Anger seemed to be a constant topic of discussion in my marriage and divorce with The Narcissist, and I wanted to break it down a bit into the big categories of Anger throughout my time with The Narcissist and my healing process post-divorce:
- His Anger – he came back from a deployment and for a period of time absolutely everything made him angry. He would explode with rage at me over the littlest things. I vividly remember a full blown attack that started because I was cleaning the counter with a sponge. He went on and on about how I was someone who was okay with settling, just taking things from my past and never trying to improve, how I was putting us at risk with my unhealthy and uncleanly habits…. on and on and on. (From that point on I never bought another sponge… I used Lysol wipes to clean the counters and soapy paper towels to wash the dishes.) I lived a life where I was walking on glass at all times and when I wasn’t perfect, and he did get angry… he got violent. He always had a reason why I caused his anger… he would warp his words around in circles so that he wasn’t blaming me…. but he was sure as heck blaming me. I felt sad that I was making someone I loved hurt so much that he wanted to hurt me. I felt like I was the problem.

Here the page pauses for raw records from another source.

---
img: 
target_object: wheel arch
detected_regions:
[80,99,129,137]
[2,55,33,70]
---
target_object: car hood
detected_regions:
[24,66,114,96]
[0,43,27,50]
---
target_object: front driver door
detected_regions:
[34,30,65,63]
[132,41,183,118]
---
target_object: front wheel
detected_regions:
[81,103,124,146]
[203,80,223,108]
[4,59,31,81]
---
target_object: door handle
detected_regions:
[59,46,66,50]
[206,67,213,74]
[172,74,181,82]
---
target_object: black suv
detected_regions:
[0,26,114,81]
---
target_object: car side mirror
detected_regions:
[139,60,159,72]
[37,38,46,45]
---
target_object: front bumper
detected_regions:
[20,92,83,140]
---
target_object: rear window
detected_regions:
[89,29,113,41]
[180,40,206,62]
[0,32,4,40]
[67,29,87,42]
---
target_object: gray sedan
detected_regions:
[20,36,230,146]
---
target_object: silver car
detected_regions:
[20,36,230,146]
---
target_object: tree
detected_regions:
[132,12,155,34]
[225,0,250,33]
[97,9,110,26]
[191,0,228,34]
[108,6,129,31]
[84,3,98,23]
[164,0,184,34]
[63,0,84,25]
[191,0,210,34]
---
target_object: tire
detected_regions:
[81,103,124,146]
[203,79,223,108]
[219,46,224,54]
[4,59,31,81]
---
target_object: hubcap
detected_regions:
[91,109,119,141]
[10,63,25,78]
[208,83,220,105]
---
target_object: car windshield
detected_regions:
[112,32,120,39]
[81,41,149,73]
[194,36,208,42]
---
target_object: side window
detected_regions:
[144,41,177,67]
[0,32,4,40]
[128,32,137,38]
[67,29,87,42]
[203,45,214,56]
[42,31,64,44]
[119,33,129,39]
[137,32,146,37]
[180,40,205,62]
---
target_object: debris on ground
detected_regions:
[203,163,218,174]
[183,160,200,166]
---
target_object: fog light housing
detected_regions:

- My Anger?– When he was at his angriest, he asked me to read the book: Anger: Handling a Powerful Emotion in an Healthy Way by Gary Chapman (Which for the record is a good read.) He started to convince me that my reactions to his angry outbursts were a sign that I was angry. Over time this morphed to if I showed absolutely any sign of frustration with anything…. I was angry. I had uncontrollable anger issues… my anger was hurting our marriage. He manipulated the emotions I was feeling as a normal reaction to all of the terrible things he was doing to me and found a way to tie them to my past and try to convince me that I actually had anger issues… “You are angry because you lived a life you are unhappy with” “you are angry because of the decisions you made before you met me” “you are angry because you never got to be your true self.” On and on and on. This grooming resulted in me not only walking on eggshells to try to prevent him from getting angry… but then controlling all of my emotions to the extreme so that I never reacted to anything he did. I felt like I had to be perfect at all times and tried desperately to do so… any time that he reacted in anger… or that I was not able to control my emotional responses to his anger…. I felt like I was the problem.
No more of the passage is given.